Sometimes she is tethered by a ribbon tied to her willowy ankle or wrist like a balloon, but more often she is balanced on the strong arms and legs of a quartet of acrobats in black who pop out of hatches and through bookshelves to catch her and keep her from floating away. Supine, upside-down, suspended on wires, she misses not a note.
This transfixing creature is the reason for seeing this show, though there is much more to enjoy in Rae Smith’s brightly coloured, glittering greetings card- like designs. Indeed, the team that created War Horse, has reunited and once again delights with fanciful, fantastical puppets, including a mouse with a coat made of swinging fringe, and trademark birds swooping at the ends of bendy poles.
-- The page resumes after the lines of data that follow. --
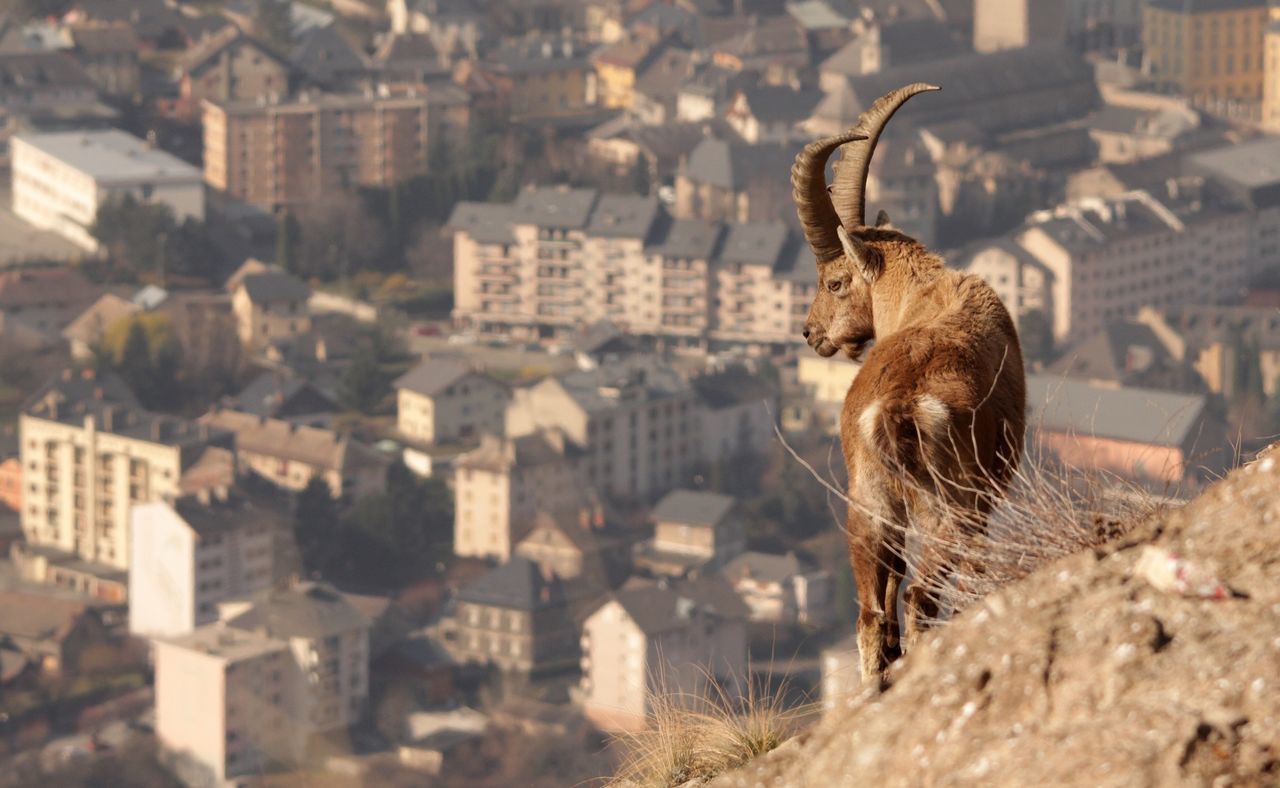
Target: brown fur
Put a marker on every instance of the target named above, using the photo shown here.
(932, 426)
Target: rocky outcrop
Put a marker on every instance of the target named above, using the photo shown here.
(1096, 670)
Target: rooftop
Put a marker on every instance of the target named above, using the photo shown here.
(693, 507)
(112, 156)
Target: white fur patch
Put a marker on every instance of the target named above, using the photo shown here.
(868, 421)
(931, 415)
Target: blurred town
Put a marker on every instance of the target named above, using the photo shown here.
(405, 393)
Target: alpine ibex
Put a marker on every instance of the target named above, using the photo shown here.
(932, 425)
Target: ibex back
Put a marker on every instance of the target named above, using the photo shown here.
(932, 425)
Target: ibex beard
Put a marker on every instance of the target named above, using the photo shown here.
(932, 425)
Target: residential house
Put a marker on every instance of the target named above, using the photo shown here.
(109, 55)
(782, 589)
(516, 618)
(56, 633)
(694, 534)
(502, 485)
(1162, 439)
(44, 298)
(771, 114)
(90, 453)
(661, 640)
(444, 401)
(270, 306)
(87, 330)
(289, 456)
(60, 179)
(190, 555)
(229, 67)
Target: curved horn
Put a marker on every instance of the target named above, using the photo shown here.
(809, 192)
(849, 191)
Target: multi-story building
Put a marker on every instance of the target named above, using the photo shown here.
(501, 486)
(635, 425)
(999, 24)
(190, 555)
(229, 65)
(288, 152)
(289, 456)
(694, 532)
(62, 178)
(517, 618)
(671, 641)
(223, 704)
(558, 259)
(90, 453)
(781, 589)
(1207, 49)
(328, 641)
(270, 306)
(446, 399)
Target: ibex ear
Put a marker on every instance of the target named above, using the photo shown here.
(859, 253)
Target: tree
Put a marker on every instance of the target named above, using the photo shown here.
(318, 528)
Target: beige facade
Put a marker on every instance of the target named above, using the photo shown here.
(223, 700)
(528, 275)
(291, 152)
(502, 485)
(653, 641)
(289, 456)
(88, 461)
(442, 402)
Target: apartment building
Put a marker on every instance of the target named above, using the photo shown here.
(90, 453)
(446, 399)
(289, 456)
(1207, 49)
(502, 485)
(558, 259)
(190, 555)
(635, 425)
(517, 618)
(661, 640)
(60, 179)
(288, 152)
(694, 532)
(270, 306)
(223, 704)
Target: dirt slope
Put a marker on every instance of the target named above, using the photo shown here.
(1086, 673)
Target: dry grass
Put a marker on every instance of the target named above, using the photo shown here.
(693, 738)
Billowing blue parachute silk becomes a lake; lengths of navy elastic a pond on which rather rude water lilies show their parts and frogs get it on.
Althea’s prince, who inhabits the kingdom of Sealand, enemy to her kingdom of Lagobel, is the splendidly muscular Digby (Nick Hendrix), who has, in sharp contrast to Althea, responded to his mother’s death by becoming heavy-hearted and leaden. Needless to say, war is waged and these opposites attract and no surprise, but the princess acquires the gravity she needs, then finds a lightness of spirit.
Admittedly, the show is more panto than grim fairytale, the orchestra is too small and too many of the lines end with ‘H2O’ presumably because it rhymes more readily than ‘water’. But I was nevertheless ravished and entranced by Althea and floated out of the theatre on a wave of euphoria and hovered home, feet never touching the pavement.